The pharmacokinetics of lansoprazole are similar for children older than 1 year of age, adolescents, and healthy adult subjects. The mean Cmax and AUC values are similar for two weight-adjusted dosage groups: 15 mg/day for weight 30 kg or less and 30 mg/day for weight more than 30 kg; pharmacokinetics are not affected by age or weight within these groups. The mean volume of distribution of lansoprazole in children is larger than reported in adults (0.6 to 0.9 L/kg vs. 0.39 to 0.46 L/kg). The mean elimination half-life ranges from 0.68 to 1.5 hours in children aged 1 to 11 years.

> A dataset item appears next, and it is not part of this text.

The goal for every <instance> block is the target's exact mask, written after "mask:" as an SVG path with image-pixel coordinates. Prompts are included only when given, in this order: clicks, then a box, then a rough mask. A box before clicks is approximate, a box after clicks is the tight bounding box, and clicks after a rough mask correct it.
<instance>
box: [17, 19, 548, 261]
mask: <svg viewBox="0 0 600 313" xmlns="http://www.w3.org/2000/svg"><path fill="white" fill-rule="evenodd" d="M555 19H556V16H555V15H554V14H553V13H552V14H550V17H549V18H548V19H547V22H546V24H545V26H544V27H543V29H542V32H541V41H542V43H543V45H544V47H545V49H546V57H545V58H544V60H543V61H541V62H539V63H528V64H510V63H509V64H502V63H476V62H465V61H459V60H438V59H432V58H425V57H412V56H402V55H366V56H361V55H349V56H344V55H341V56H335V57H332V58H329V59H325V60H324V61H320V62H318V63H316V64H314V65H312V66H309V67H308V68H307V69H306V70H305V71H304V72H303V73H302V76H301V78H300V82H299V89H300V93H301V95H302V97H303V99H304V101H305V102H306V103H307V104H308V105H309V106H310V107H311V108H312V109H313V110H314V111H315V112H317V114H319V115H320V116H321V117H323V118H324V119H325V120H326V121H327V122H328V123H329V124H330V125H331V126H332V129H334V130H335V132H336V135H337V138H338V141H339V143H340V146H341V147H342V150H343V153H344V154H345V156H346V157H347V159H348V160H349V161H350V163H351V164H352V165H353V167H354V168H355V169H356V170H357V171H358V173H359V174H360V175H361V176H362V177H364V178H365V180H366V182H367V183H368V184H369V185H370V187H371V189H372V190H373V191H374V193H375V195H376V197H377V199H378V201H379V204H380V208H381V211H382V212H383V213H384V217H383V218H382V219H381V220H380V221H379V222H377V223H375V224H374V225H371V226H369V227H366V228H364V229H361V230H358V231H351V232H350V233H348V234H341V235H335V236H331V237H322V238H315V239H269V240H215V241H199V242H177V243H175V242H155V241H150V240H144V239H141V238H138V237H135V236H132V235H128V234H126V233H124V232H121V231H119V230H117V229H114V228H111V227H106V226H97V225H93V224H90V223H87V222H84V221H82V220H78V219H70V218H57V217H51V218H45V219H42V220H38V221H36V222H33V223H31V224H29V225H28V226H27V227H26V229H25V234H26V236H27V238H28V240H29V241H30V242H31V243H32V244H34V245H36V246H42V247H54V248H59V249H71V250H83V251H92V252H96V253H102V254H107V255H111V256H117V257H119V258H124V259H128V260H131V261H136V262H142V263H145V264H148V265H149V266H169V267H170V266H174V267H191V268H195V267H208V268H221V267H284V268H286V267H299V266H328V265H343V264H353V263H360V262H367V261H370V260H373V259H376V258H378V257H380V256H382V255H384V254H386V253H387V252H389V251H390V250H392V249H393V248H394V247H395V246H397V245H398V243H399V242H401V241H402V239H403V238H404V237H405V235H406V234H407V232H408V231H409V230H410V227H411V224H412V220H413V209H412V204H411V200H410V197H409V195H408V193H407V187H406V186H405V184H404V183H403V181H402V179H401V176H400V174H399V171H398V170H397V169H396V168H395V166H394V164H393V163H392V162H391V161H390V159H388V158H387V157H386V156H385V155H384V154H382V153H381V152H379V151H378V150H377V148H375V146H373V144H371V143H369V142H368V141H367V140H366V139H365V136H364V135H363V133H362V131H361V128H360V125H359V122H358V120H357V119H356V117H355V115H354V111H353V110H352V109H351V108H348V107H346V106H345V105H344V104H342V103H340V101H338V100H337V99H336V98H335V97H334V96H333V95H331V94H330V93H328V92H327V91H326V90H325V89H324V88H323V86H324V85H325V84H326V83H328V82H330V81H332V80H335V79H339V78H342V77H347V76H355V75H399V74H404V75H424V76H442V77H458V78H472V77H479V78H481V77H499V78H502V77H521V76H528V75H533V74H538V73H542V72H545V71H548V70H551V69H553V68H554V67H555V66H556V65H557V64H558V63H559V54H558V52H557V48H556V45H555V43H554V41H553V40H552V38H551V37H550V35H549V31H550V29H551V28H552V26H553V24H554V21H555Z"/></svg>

Lansoprazole: Lansoprazole serum concentrations are increased in patients with hepatic disease. In patients with mild (Child-Pugh Class A) or moderate (Child-Pugh Class B) hepatic impairment, there was an approximate 3-fold increase in mean AUC compared to normal subjects. The corresponding mean plasma half-life was prolonged from 1.5 to 4 hours (Child-Pugh Class A) or 5 hours (Child-Pugh Class B). In patients with compensated and decompensated cirrhosis, there was an approximated 6- and 5-fold increase in AUC, respectively, compared to health subjects.
Lansoprazole serum concentrations are not affected by renal dysfunction or hemodialysis. Pharmacokinetic parameters are not changed by the presence of renal impairment. Lansoprazole is not removed by hemodialysis.